Again, the Yellow Vests don’t want to negotiate anymore. They don’t trust in any possibility of a real debate with the government. It’s too late now. After the first violence, the government started to announce—with incredible audacity (or shall we say chutzpah?)—some bonuses and wage increases that were actually fake because they were already in Macron’s program. These supposed compromises were nothing new, they were just pretending to listen and respond to the people’s claims. So this made the people much angrier. Until we get this deep transformation of the political system, people will probably be in the streets. As I said before I was doubting about this until a few weeks ago, but people’s determination seems to have reached a certain level that it’s now impossible to give up.
- What’s the vibe or mood now that this is multiple months in?
Very important question.
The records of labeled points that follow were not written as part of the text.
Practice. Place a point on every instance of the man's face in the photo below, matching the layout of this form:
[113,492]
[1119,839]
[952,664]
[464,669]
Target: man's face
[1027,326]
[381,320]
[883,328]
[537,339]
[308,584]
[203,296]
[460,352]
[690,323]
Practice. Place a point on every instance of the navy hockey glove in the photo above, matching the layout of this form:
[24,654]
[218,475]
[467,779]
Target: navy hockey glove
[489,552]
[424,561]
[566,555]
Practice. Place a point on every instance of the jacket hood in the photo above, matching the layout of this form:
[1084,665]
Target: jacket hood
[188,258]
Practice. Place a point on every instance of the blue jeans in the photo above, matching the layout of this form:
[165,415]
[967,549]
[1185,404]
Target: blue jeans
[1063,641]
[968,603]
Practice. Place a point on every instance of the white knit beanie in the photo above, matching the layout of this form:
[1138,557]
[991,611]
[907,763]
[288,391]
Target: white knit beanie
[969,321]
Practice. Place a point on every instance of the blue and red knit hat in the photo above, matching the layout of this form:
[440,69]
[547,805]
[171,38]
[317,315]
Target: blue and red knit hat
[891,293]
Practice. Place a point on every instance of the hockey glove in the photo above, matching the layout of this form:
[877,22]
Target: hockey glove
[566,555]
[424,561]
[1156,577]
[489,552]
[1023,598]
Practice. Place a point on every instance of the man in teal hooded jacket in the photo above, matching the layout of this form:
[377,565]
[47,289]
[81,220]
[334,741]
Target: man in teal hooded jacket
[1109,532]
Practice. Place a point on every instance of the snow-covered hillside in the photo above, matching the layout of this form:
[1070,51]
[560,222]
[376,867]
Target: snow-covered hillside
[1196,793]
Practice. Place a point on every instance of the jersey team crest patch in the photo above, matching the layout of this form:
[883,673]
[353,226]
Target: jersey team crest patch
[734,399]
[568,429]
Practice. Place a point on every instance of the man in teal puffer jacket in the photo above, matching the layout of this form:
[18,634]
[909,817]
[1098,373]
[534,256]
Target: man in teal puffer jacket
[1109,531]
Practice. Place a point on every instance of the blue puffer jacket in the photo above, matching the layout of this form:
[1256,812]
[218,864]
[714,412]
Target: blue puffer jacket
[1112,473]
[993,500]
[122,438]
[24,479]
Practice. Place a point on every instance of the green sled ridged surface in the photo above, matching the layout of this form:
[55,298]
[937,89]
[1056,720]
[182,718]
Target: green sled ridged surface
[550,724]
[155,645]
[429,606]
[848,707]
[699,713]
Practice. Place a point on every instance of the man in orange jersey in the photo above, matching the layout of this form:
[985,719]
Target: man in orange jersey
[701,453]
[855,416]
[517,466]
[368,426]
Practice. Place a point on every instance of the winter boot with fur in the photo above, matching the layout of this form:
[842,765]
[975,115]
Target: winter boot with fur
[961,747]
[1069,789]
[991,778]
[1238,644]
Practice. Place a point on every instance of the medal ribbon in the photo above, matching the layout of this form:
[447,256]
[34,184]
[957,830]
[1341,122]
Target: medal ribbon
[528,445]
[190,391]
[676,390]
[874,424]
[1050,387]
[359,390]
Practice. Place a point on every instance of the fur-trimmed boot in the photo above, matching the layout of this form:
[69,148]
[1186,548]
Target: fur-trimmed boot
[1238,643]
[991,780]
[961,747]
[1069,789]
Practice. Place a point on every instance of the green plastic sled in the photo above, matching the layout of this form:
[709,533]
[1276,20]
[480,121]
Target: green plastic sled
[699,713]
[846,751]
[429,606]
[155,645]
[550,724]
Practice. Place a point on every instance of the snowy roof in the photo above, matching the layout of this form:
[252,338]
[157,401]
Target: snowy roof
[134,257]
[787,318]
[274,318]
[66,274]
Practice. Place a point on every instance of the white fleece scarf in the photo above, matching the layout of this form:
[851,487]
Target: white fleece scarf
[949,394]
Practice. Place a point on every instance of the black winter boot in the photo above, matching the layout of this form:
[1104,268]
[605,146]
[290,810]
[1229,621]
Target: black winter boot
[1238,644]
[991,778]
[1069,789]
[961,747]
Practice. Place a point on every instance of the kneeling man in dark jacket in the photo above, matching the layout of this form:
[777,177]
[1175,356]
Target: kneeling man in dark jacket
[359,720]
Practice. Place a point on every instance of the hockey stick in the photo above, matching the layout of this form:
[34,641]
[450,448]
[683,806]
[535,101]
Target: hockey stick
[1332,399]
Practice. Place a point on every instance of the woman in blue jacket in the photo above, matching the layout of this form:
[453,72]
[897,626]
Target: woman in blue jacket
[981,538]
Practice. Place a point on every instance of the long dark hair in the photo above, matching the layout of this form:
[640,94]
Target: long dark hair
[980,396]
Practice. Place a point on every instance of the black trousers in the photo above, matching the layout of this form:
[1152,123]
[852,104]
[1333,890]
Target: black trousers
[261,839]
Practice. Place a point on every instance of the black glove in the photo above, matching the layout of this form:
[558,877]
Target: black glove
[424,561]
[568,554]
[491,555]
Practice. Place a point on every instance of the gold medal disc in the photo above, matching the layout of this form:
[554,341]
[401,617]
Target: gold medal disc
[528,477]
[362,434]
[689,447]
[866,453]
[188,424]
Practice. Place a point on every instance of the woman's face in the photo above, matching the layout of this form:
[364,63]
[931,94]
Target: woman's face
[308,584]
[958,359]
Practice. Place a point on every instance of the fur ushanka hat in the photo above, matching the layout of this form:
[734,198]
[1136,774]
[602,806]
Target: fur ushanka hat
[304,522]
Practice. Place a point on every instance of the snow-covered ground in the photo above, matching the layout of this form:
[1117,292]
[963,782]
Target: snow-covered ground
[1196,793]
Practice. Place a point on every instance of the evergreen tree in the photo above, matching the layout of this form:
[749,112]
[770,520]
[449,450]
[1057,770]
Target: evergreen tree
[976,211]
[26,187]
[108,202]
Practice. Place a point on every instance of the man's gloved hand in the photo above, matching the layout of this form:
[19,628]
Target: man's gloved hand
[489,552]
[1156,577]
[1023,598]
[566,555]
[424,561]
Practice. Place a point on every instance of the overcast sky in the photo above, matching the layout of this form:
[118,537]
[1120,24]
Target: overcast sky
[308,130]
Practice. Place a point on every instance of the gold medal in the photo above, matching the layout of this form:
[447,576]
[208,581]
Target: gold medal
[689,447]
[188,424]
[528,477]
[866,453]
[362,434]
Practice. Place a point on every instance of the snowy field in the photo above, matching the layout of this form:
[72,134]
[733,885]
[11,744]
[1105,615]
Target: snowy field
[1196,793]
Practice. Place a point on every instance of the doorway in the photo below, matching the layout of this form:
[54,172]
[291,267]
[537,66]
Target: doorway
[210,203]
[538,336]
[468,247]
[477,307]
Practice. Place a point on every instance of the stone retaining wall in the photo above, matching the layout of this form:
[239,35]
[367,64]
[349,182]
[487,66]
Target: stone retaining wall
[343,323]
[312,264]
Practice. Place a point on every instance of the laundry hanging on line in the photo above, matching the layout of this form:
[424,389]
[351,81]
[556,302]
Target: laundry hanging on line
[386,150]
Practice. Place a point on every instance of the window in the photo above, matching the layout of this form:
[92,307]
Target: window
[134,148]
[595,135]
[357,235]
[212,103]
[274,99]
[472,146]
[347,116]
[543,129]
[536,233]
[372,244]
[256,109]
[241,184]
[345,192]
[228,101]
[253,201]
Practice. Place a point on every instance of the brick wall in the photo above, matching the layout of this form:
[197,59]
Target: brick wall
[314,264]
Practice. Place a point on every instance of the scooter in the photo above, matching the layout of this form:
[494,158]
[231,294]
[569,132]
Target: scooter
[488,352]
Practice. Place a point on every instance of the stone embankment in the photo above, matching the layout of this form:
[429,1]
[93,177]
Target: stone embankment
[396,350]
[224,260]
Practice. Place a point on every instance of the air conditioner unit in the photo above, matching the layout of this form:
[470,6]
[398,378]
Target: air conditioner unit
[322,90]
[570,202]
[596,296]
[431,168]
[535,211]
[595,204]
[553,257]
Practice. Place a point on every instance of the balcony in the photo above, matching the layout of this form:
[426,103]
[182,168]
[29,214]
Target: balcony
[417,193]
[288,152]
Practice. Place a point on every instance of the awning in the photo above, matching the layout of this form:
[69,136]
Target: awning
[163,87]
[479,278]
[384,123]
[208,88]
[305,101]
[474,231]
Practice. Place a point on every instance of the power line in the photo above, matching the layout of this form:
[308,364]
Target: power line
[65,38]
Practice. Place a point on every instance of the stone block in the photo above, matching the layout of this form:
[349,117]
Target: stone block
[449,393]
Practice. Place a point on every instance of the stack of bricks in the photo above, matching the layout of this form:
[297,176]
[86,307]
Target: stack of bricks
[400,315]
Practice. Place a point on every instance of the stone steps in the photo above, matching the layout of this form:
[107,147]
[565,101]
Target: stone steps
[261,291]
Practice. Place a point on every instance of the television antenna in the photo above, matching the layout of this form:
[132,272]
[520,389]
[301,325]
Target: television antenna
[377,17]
People get more and more motivated as the government keeps defaming them through the media. People actually start to enjoy gathering in roundabouts. (You might know that what happens in Paris every Saturday is just a small part of the process; the rest of the week, especially in the countryside, people are gathering in roundabouts everyday, day and night, they make tollgates free, etc.). There is a new popular solidarity that has appeared. People are bringing food, beds, blankets. People just don’t want to go home. People are conscious that they are recovering a solidarity that seemed totally lost. I think this is really what will make this movement last.
- How are the non-participants responding? Are they pulling in new participants?
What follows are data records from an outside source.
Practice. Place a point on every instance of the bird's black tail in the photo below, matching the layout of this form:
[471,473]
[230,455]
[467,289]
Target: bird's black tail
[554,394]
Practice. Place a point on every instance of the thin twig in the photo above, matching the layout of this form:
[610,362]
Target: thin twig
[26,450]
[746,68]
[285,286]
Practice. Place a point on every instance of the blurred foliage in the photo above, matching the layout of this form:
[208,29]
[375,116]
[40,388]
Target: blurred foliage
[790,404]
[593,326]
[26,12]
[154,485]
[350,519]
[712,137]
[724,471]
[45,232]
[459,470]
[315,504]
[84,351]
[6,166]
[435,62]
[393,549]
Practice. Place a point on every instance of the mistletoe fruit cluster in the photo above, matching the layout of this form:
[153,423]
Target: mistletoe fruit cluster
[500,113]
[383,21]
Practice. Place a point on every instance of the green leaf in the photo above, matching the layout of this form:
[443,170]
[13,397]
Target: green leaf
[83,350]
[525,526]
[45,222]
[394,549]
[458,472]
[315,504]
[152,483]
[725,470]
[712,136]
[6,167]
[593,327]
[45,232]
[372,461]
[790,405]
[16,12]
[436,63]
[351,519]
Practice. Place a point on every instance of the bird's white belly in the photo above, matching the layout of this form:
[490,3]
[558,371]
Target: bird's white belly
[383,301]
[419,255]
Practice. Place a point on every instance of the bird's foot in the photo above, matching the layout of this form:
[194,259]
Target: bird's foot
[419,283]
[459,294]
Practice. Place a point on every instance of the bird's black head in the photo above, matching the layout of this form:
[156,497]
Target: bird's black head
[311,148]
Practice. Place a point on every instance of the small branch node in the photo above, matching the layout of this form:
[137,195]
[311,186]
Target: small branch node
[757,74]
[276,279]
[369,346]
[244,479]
There are non participants of course but the only persons that are openly criticizing the movement are politicians and mainstream journalists. Not any possible popular counter protest for now.
- How much planning goes into the weekend protests for dealing with wounded protesters?
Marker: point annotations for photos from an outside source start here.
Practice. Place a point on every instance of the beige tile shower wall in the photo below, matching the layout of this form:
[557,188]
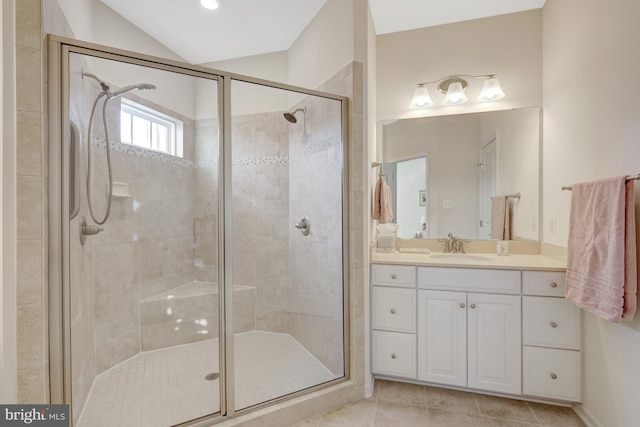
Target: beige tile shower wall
[316,310]
[31,218]
[83,366]
[260,179]
[206,201]
[147,245]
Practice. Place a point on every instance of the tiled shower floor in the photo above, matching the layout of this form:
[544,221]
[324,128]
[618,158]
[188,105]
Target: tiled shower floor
[166,387]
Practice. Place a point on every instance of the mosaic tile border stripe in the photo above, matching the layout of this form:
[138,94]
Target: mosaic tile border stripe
[248,161]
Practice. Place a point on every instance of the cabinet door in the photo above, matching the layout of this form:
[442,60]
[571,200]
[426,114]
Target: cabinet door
[494,343]
[442,337]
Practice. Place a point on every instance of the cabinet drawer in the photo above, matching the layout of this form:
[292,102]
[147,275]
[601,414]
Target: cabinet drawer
[394,354]
[394,309]
[550,322]
[545,283]
[393,275]
[469,279]
[552,373]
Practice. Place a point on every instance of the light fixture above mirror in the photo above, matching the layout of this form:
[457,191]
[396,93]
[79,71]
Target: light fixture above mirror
[454,89]
[210,4]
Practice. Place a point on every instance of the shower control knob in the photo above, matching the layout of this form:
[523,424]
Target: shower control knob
[91,230]
[304,225]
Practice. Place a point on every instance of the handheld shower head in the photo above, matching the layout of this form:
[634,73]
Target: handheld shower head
[144,87]
[291,117]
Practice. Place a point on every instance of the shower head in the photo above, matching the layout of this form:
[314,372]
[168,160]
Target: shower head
[105,87]
[291,117]
[144,87]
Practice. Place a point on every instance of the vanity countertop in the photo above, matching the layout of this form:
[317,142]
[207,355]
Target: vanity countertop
[472,260]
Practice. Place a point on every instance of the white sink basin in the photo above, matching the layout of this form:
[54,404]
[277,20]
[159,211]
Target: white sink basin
[460,257]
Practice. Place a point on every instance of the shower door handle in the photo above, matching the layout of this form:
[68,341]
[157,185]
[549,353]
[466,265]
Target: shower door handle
[88,230]
[304,225]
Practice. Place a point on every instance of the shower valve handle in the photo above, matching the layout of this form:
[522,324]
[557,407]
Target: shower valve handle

There is a lot of organization. Voluntary doctors and firemen are bringing first aid care. Older people and handicapped people have got a white armband. We even have some “security” people that will prevent thugs stealing from shops and bringing violence. We can clearly see that the violence coming from the Yellow Vests is now always responding to police violence that has been ordered to start the fight first. That was not the case in the beginning of the movement but this is clear now. The presence of independent media filming the protest all day long all shows the same things: increasing quantity of protesters, increasing police violence, more and more structured claims.
- Do they share protocols or have guidelines if police escalate with control devices like water cannons/guns?
I don’t have this information in particular but surely, it seems that the organization is getting more and more professional.
- What decision makers or power players are they petitioning for assistance?
- What coordination is there with other Yellow Vest movements outside of France?
There are a lot of exchanges especially with Belgium. We recently saw some protest in Germany as well. Everything is still going on. Right now it seems that before working in order to make the movement more international, it’s really about focusing on France and keeping the rhythm I might say.